Ortadoğu halklarının kanı üzerinden pazarlık yapıyorlar adlarına NATO DİYORLAR...
NATO NEDİR, TÜRKİYE İLE YUNANİSTAN'IN NATO'DAKİ KONUMU NEDİR?
İkinci Dünya Savaşı'ndan sonra Kuzey Atlantik bölgesindeki memleketlerin müşterek güvenini sağlamak üzere görüşmeler yapıldı. Sonunda 17 Mart 1948'de Brüksel'de beş devlet arasında 'Beşli Pakt' imzalandı. Daha sonra birleşik savunma sisteminin genişletilmesi için diğer devletlerin başvurması üzerine 4 Nisan 1949'da 'Kuzey Atlantik Antlaşması' imzalandı.
Bu antlaşmayı imzalayan devletler şunlardır: Birleşik Amerika Devletleri, Büyük Britanya, Fransa, Kanada, Belçika, Hollanda, Lüksemburg, İtalya, Potekiz, Norveç, Danimarka ve İzlanda.
Böylece İtalya ve Portekiz gibi Kuzey Atlantik bölgesiyle ilgisi olmayan devletler de pakta alındılar.

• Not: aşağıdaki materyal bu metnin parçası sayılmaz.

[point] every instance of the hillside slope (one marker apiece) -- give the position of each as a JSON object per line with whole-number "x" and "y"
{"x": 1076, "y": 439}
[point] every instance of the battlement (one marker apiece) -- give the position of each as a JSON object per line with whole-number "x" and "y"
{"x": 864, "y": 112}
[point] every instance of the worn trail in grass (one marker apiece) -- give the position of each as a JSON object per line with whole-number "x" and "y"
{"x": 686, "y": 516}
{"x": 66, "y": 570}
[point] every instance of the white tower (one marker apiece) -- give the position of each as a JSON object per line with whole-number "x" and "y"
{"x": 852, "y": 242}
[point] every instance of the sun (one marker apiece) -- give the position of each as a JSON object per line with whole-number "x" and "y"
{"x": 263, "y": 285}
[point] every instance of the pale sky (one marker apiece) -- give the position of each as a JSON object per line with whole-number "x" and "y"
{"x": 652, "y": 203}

Bu nedenle Türk ve Yunan Hükümetleri de Atlantik Paktına girmek istediğiler ve isteklerini pakta dahil devletlere bildirdiler.
Türkiye ve Yunanistan'ın 1952'de, Batı Almanya'nın 1955'te ve İspanya'nın 1982 yılında NATO'ya katılması ile NATO üyelerinin sayısı 16'ya çıkmıştır.
NATO'nun kuruluşu ile Sovyetlerin Avrupa'daki yayılması durdurulmuştur.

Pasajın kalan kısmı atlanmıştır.